Monday, October 23, 2006

Benchmarks

A lot of people has been asking me about some performance comparison for the vector graphics framework we have. Rendering polygons, especially when we're dealing with stroke, tends to be the most expensive rendering operation performed in vector graphics. I constructed a little test, which tests raw polygon rendering power of Qt and Cairo.

For the test I used the latest Qt main branch, and the master branch from Cairo's Git repository.

The test is composed of rendering three complex polygons. The first one is a text path, the second is a small polygon with a large amount of vertices that fall on the same scanline and the third one is a huge polygon with about 100000 vertices.

The results measure frames per seconds at which each framework was capable of rendering the given testcase. Therefore the larger the better.

I tried being as objective as possible. All tests go through the whole pipeline, meaning I tried to make sure that the framework doesn't cache too much and actually renders what's being asked. I used latest version control code for all frameworks. The data used in the tests is available here: http://ktown.kde.org/~zrusin/complex.data (newline separated polygons whose coordinates are comma separated). All tests were written to utilize antialiasing.

Oh and all tests have been done on a machine with Pentium(R) 4, 3.20GHz processor, 1 GB RAM and NVIDIA 6600 with 1.0-9625 drivers.

Having said that the results were (charts follow):
First just pure Cairo vs Qt native performance:

Qt was respectively 7, 5 and 6 times faster. Than Cairo in those plain tests. This is a direct result of Qt's new wicked tessellator in 4.3.

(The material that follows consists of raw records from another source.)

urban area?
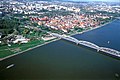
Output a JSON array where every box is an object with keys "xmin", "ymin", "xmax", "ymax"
[{"xmin": 0, "ymin": 0, "xmax": 120, "ymax": 59}]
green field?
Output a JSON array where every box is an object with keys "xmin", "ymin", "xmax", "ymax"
[{"xmin": 0, "ymin": 40, "xmax": 45, "ymax": 58}]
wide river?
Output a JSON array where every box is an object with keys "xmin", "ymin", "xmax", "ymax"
[{"xmin": 0, "ymin": 20, "xmax": 120, "ymax": 80}]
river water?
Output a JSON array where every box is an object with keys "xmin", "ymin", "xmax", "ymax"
[{"xmin": 0, "ymin": 20, "xmax": 120, "ymax": 80}]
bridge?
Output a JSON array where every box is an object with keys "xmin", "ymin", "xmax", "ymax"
[
  {"xmin": 50, "ymin": 33, "xmax": 120, "ymax": 57},
  {"xmin": 78, "ymin": 40, "xmax": 99, "ymax": 50},
  {"xmin": 116, "ymin": 17, "xmax": 120, "ymax": 20}
]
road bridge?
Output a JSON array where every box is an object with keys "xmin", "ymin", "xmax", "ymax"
[{"xmin": 50, "ymin": 33, "xmax": 120, "ymax": 57}]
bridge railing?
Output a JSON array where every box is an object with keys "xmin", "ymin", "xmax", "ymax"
[
  {"xmin": 78, "ymin": 41, "xmax": 99, "ymax": 48},
  {"xmin": 100, "ymin": 47, "xmax": 120, "ymax": 55},
  {"xmin": 50, "ymin": 33, "xmax": 120, "ymax": 57}
]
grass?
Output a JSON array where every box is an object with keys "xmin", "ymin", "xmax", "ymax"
[
  {"xmin": 0, "ymin": 20, "xmax": 108, "ymax": 59},
  {"xmin": 0, "ymin": 50, "xmax": 13, "ymax": 58},
  {"xmin": 0, "ymin": 39, "xmax": 45, "ymax": 58}
]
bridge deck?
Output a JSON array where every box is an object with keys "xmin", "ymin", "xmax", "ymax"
[{"xmin": 50, "ymin": 33, "xmax": 120, "ymax": 57}]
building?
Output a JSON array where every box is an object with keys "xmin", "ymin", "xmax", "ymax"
[
  {"xmin": 13, "ymin": 35, "xmax": 29, "ymax": 44},
  {"xmin": 0, "ymin": 12, "xmax": 2, "ymax": 17}
]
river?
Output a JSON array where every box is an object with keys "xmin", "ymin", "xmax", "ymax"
[{"xmin": 0, "ymin": 20, "xmax": 120, "ymax": 80}]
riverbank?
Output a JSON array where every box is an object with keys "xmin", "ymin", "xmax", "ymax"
[
  {"xmin": 1, "ymin": 19, "xmax": 120, "ymax": 80},
  {"xmin": 70, "ymin": 19, "xmax": 116, "ymax": 37},
  {"xmin": 0, "ymin": 38, "xmax": 59, "ymax": 61},
  {"xmin": 0, "ymin": 19, "xmax": 116, "ymax": 61}
]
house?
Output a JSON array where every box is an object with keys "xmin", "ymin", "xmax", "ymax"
[
  {"xmin": 0, "ymin": 12, "xmax": 2, "ymax": 17},
  {"xmin": 0, "ymin": 33, "xmax": 2, "ymax": 44},
  {"xmin": 13, "ymin": 35, "xmax": 29, "ymax": 44},
  {"xmin": 0, "ymin": 33, "xmax": 2, "ymax": 39}
]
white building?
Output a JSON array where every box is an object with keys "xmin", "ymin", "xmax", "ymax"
[{"xmin": 13, "ymin": 35, "xmax": 29, "ymax": 44}]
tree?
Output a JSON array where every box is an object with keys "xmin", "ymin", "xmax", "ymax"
[{"xmin": 0, "ymin": 18, "xmax": 20, "ymax": 35}]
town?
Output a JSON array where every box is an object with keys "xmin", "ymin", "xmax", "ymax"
[{"xmin": 0, "ymin": 0, "xmax": 120, "ymax": 58}]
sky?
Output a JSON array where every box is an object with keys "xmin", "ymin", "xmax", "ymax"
[{"xmin": 68, "ymin": 0, "xmax": 120, "ymax": 2}]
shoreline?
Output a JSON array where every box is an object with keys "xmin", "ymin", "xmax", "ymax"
[
  {"xmin": 70, "ymin": 19, "xmax": 116, "ymax": 37},
  {"xmin": 0, "ymin": 19, "xmax": 115, "ymax": 61},
  {"xmin": 0, "ymin": 39, "xmax": 59, "ymax": 61}
]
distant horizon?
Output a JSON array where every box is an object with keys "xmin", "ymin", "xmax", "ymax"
[
  {"xmin": 19, "ymin": 0, "xmax": 120, "ymax": 3},
  {"xmin": 23, "ymin": 0, "xmax": 120, "ymax": 2},
  {"xmin": 33, "ymin": 0, "xmax": 120, "ymax": 2},
  {"xmin": 67, "ymin": 0, "xmax": 120, "ymax": 2}
]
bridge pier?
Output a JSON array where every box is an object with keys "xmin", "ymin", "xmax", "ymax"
[
  {"xmin": 50, "ymin": 32, "xmax": 120, "ymax": 58},
  {"xmin": 97, "ymin": 49, "xmax": 100, "ymax": 52},
  {"xmin": 97, "ymin": 47, "xmax": 102, "ymax": 52},
  {"xmin": 76, "ymin": 42, "xmax": 79, "ymax": 45}
]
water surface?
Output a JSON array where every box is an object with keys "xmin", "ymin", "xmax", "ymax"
[{"xmin": 0, "ymin": 20, "xmax": 120, "ymax": 80}]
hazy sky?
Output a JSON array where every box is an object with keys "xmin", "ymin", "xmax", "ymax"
[{"xmin": 69, "ymin": 0, "xmax": 120, "ymax": 2}]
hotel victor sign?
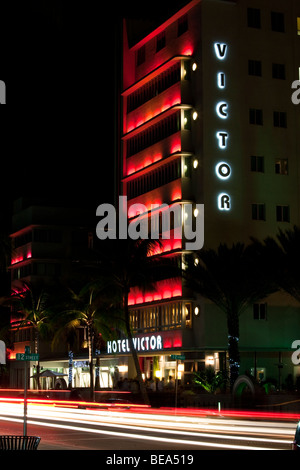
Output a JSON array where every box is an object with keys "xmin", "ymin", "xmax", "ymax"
[
  {"xmin": 107, "ymin": 330, "xmax": 182, "ymax": 354},
  {"xmin": 107, "ymin": 334, "xmax": 163, "ymax": 354}
]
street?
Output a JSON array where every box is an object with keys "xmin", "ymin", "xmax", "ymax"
[{"xmin": 0, "ymin": 399, "xmax": 296, "ymax": 451}]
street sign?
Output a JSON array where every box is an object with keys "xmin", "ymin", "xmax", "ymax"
[
  {"xmin": 171, "ymin": 354, "xmax": 185, "ymax": 360},
  {"xmin": 16, "ymin": 353, "xmax": 39, "ymax": 361},
  {"xmin": 16, "ymin": 346, "xmax": 39, "ymax": 362}
]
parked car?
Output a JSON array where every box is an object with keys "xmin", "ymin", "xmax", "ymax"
[{"xmin": 292, "ymin": 421, "xmax": 300, "ymax": 450}]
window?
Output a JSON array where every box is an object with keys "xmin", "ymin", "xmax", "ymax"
[
  {"xmin": 272, "ymin": 63, "xmax": 286, "ymax": 79},
  {"xmin": 253, "ymin": 303, "xmax": 267, "ymax": 320},
  {"xmin": 130, "ymin": 302, "xmax": 183, "ymax": 332},
  {"xmin": 156, "ymin": 31, "xmax": 166, "ymax": 52},
  {"xmin": 178, "ymin": 14, "xmax": 188, "ymax": 36},
  {"xmin": 250, "ymin": 155, "xmax": 264, "ymax": 172},
  {"xmin": 247, "ymin": 7, "xmax": 261, "ymax": 28},
  {"xmin": 297, "ymin": 17, "xmax": 300, "ymax": 35},
  {"xmin": 271, "ymin": 11, "xmax": 285, "ymax": 32},
  {"xmin": 275, "ymin": 158, "xmax": 288, "ymax": 175},
  {"xmin": 248, "ymin": 59, "xmax": 262, "ymax": 76},
  {"xmin": 276, "ymin": 205, "xmax": 290, "ymax": 222},
  {"xmin": 252, "ymin": 203, "xmax": 265, "ymax": 220},
  {"xmin": 127, "ymin": 158, "xmax": 181, "ymax": 199},
  {"xmin": 249, "ymin": 108, "xmax": 263, "ymax": 125},
  {"xmin": 273, "ymin": 111, "xmax": 287, "ymax": 128},
  {"xmin": 126, "ymin": 111, "xmax": 181, "ymax": 157},
  {"xmin": 33, "ymin": 228, "xmax": 62, "ymax": 243},
  {"xmin": 127, "ymin": 62, "xmax": 180, "ymax": 112}
]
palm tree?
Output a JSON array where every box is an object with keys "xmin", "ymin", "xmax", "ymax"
[
  {"xmin": 253, "ymin": 226, "xmax": 300, "ymax": 303},
  {"xmin": 8, "ymin": 281, "xmax": 51, "ymax": 389},
  {"xmin": 185, "ymin": 242, "xmax": 276, "ymax": 389},
  {"xmin": 52, "ymin": 281, "xmax": 121, "ymax": 401},
  {"xmin": 95, "ymin": 238, "xmax": 179, "ymax": 406}
]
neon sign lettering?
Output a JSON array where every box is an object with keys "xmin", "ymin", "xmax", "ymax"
[
  {"xmin": 216, "ymin": 162, "xmax": 231, "ymax": 179},
  {"xmin": 217, "ymin": 72, "xmax": 226, "ymax": 89},
  {"xmin": 216, "ymin": 131, "xmax": 229, "ymax": 149},
  {"xmin": 218, "ymin": 193, "xmax": 231, "ymax": 211},
  {"xmin": 107, "ymin": 334, "xmax": 163, "ymax": 354},
  {"xmin": 216, "ymin": 101, "xmax": 228, "ymax": 119},
  {"xmin": 214, "ymin": 42, "xmax": 231, "ymax": 211},
  {"xmin": 214, "ymin": 42, "xmax": 227, "ymax": 60}
]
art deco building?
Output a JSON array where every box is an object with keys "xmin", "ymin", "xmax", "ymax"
[{"xmin": 113, "ymin": 0, "xmax": 300, "ymax": 387}]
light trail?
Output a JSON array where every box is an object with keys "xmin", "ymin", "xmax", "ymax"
[
  {"xmin": 0, "ymin": 415, "xmax": 286, "ymax": 450},
  {"xmin": 0, "ymin": 398, "xmax": 296, "ymax": 450}
]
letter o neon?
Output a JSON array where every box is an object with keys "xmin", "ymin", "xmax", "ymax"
[{"xmin": 216, "ymin": 162, "xmax": 231, "ymax": 179}]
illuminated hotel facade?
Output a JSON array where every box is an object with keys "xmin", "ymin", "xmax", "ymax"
[{"xmin": 113, "ymin": 0, "xmax": 300, "ymax": 387}]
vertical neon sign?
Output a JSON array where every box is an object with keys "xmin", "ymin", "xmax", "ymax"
[{"xmin": 214, "ymin": 42, "xmax": 231, "ymax": 211}]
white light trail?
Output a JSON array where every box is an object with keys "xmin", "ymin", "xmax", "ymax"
[{"xmin": 0, "ymin": 401, "xmax": 295, "ymax": 450}]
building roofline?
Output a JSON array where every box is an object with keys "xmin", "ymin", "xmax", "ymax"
[{"xmin": 129, "ymin": 0, "xmax": 201, "ymax": 51}]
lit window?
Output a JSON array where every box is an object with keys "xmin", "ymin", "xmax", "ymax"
[
  {"xmin": 185, "ymin": 303, "xmax": 192, "ymax": 328},
  {"xmin": 275, "ymin": 159, "xmax": 288, "ymax": 175},
  {"xmin": 298, "ymin": 17, "xmax": 300, "ymax": 35}
]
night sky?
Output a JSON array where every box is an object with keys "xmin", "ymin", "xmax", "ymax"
[{"xmin": 0, "ymin": 1, "xmax": 189, "ymax": 231}]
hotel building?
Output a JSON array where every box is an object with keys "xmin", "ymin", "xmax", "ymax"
[{"xmin": 112, "ymin": 0, "xmax": 300, "ymax": 388}]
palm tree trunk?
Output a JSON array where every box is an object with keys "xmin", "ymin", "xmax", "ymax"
[
  {"xmin": 87, "ymin": 324, "xmax": 94, "ymax": 401},
  {"xmin": 95, "ymin": 356, "xmax": 100, "ymax": 390},
  {"xmin": 227, "ymin": 308, "xmax": 240, "ymax": 390},
  {"xmin": 124, "ymin": 290, "xmax": 150, "ymax": 406}
]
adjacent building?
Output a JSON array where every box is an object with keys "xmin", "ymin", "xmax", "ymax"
[{"xmin": 8, "ymin": 198, "xmax": 97, "ymax": 388}]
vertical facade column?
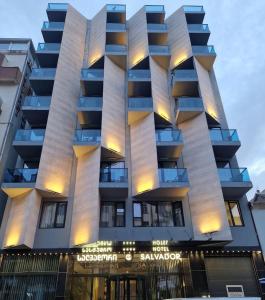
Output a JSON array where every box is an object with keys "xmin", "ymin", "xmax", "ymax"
[{"xmin": 36, "ymin": 6, "xmax": 87, "ymax": 197}]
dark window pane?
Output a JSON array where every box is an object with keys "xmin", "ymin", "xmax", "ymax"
[
  {"xmin": 116, "ymin": 203, "xmax": 125, "ymax": 227},
  {"xmin": 173, "ymin": 202, "xmax": 184, "ymax": 226},
  {"xmin": 142, "ymin": 203, "xmax": 158, "ymax": 226},
  {"xmin": 100, "ymin": 203, "xmax": 115, "ymax": 227},
  {"xmin": 158, "ymin": 202, "xmax": 174, "ymax": 226},
  {"xmin": 55, "ymin": 203, "xmax": 66, "ymax": 228},
  {"xmin": 230, "ymin": 202, "xmax": 243, "ymax": 226},
  {"xmin": 133, "ymin": 203, "xmax": 142, "ymax": 226},
  {"xmin": 40, "ymin": 203, "xmax": 56, "ymax": 228},
  {"xmin": 225, "ymin": 202, "xmax": 233, "ymax": 226}
]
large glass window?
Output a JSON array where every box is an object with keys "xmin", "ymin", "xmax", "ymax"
[
  {"xmin": 133, "ymin": 202, "xmax": 184, "ymax": 227},
  {"xmin": 225, "ymin": 201, "xmax": 243, "ymax": 226},
  {"xmin": 39, "ymin": 202, "xmax": 67, "ymax": 229},
  {"xmin": 100, "ymin": 202, "xmax": 125, "ymax": 227}
]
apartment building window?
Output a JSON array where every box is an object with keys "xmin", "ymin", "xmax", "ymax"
[
  {"xmin": 225, "ymin": 201, "xmax": 243, "ymax": 226},
  {"xmin": 133, "ymin": 202, "xmax": 184, "ymax": 227},
  {"xmin": 100, "ymin": 202, "xmax": 125, "ymax": 227},
  {"xmin": 39, "ymin": 202, "xmax": 67, "ymax": 229}
]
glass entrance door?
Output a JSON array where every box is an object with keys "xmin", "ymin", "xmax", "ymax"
[{"xmin": 108, "ymin": 276, "xmax": 146, "ymax": 300}]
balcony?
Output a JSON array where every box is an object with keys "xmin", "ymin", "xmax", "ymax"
[
  {"xmin": 183, "ymin": 6, "xmax": 205, "ymax": 24},
  {"xmin": 156, "ymin": 129, "xmax": 183, "ymax": 158},
  {"xmin": 210, "ymin": 129, "xmax": 241, "ymax": 159},
  {"xmin": 188, "ymin": 24, "xmax": 210, "ymax": 45},
  {"xmin": 81, "ymin": 69, "xmax": 104, "ymax": 96},
  {"xmin": 172, "ymin": 69, "xmax": 199, "ymax": 97},
  {"xmin": 13, "ymin": 129, "xmax": 45, "ymax": 160},
  {"xmin": 29, "ymin": 68, "xmax": 56, "ymax": 95},
  {"xmin": 0, "ymin": 66, "xmax": 22, "ymax": 84},
  {"xmin": 105, "ymin": 44, "xmax": 127, "ymax": 69},
  {"xmin": 36, "ymin": 43, "xmax": 60, "ymax": 67},
  {"xmin": 192, "ymin": 45, "xmax": 216, "ymax": 70},
  {"xmin": 128, "ymin": 70, "xmax": 151, "ymax": 81},
  {"xmin": 77, "ymin": 97, "xmax": 102, "ymax": 127},
  {"xmin": 218, "ymin": 168, "xmax": 252, "ymax": 198},
  {"xmin": 99, "ymin": 168, "xmax": 128, "ymax": 197},
  {"xmin": 42, "ymin": 21, "xmax": 64, "ymax": 43},
  {"xmin": 47, "ymin": 3, "xmax": 68, "ymax": 22},
  {"xmin": 149, "ymin": 45, "xmax": 170, "ymax": 68},
  {"xmin": 73, "ymin": 129, "xmax": 101, "ymax": 157},
  {"xmin": 175, "ymin": 97, "xmax": 204, "ymax": 124},
  {"xmin": 22, "ymin": 96, "xmax": 50, "ymax": 126},
  {"xmin": 147, "ymin": 23, "xmax": 167, "ymax": 33},
  {"xmin": 2, "ymin": 168, "xmax": 38, "ymax": 198},
  {"xmin": 128, "ymin": 97, "xmax": 153, "ymax": 125},
  {"xmin": 106, "ymin": 5, "xmax": 126, "ymax": 24}
]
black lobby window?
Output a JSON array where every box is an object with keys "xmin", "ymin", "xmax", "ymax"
[
  {"xmin": 133, "ymin": 202, "xmax": 184, "ymax": 227},
  {"xmin": 39, "ymin": 202, "xmax": 67, "ymax": 229},
  {"xmin": 225, "ymin": 201, "xmax": 243, "ymax": 226},
  {"xmin": 100, "ymin": 202, "xmax": 125, "ymax": 227}
]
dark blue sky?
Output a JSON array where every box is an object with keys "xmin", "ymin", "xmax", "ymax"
[{"xmin": 0, "ymin": 0, "xmax": 264, "ymax": 198}]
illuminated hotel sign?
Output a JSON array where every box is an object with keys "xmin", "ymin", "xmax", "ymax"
[
  {"xmin": 140, "ymin": 252, "xmax": 181, "ymax": 261},
  {"xmin": 77, "ymin": 254, "xmax": 117, "ymax": 262}
]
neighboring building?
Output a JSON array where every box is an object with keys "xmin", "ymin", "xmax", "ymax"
[
  {"xmin": 251, "ymin": 190, "xmax": 265, "ymax": 259},
  {"xmin": 0, "ymin": 3, "xmax": 264, "ymax": 300},
  {"xmin": 0, "ymin": 39, "xmax": 35, "ymax": 225}
]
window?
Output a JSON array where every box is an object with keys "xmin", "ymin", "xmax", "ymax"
[
  {"xmin": 133, "ymin": 202, "xmax": 184, "ymax": 227},
  {"xmin": 100, "ymin": 202, "xmax": 125, "ymax": 227},
  {"xmin": 225, "ymin": 201, "xmax": 243, "ymax": 226},
  {"xmin": 39, "ymin": 202, "xmax": 67, "ymax": 229}
]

But all the frameworks have many backends, the most interesting one being the OpenGL backend. For 4.3 I devised a new method of rendering polygons for the OpenGL, based on stencil clipping. So lets see how Qt's OpenGL engine compares to Qt's native XRender engine:

The difference is huge. Qt OpenGL rendered the first polygon at 487 frames per second vs 76 in Qt XRender engine. Note though, that in XRender we tessellate which is of NlogN complexity, in OpenGL I'm able to render polygons in a completely linear fashion. The method does deteriorate for polygons with 80000+ vertices due to large amount of triangles that has to be processed - it's a GPU bottleneck though which means that with a more powerful graphics card those results would skyrocket.

Finally, lets combine the results of all the frameworks and see how they match-up:

The reason for Cairo with Glitz backend yielding the same results as Cairo with XRender backend is that polygon rendering in both of those goes through the same client-side steps all the way until the final blit and it's not the blit but the tessellation and rasterization that are the bottlenecks. I added Amanith to the results because some people mentioned it in my blog before. Both Amanith and Cairo (Cairo only with native XRender backend) crash on the last polygon. In Amanith the tessellator seems to fall apart. In the Cairo case application crashes in the XRender code, so most likely rasterization code is not keen on one the trapezoids that Cairo sends it. Cairo with Glitz backend render the last polygon at about 0.2 frames per second (but doesn't crash which again shows that it's likely XRender's trapezoid rasterization code, especially that Carl couldn't reproduce the given crash on his laptop). Interesting fact right now is that Qt with XRender is way faster at rendering polygons than Amanith and Cairo with Glitz, both of which are OpenGL accelerated.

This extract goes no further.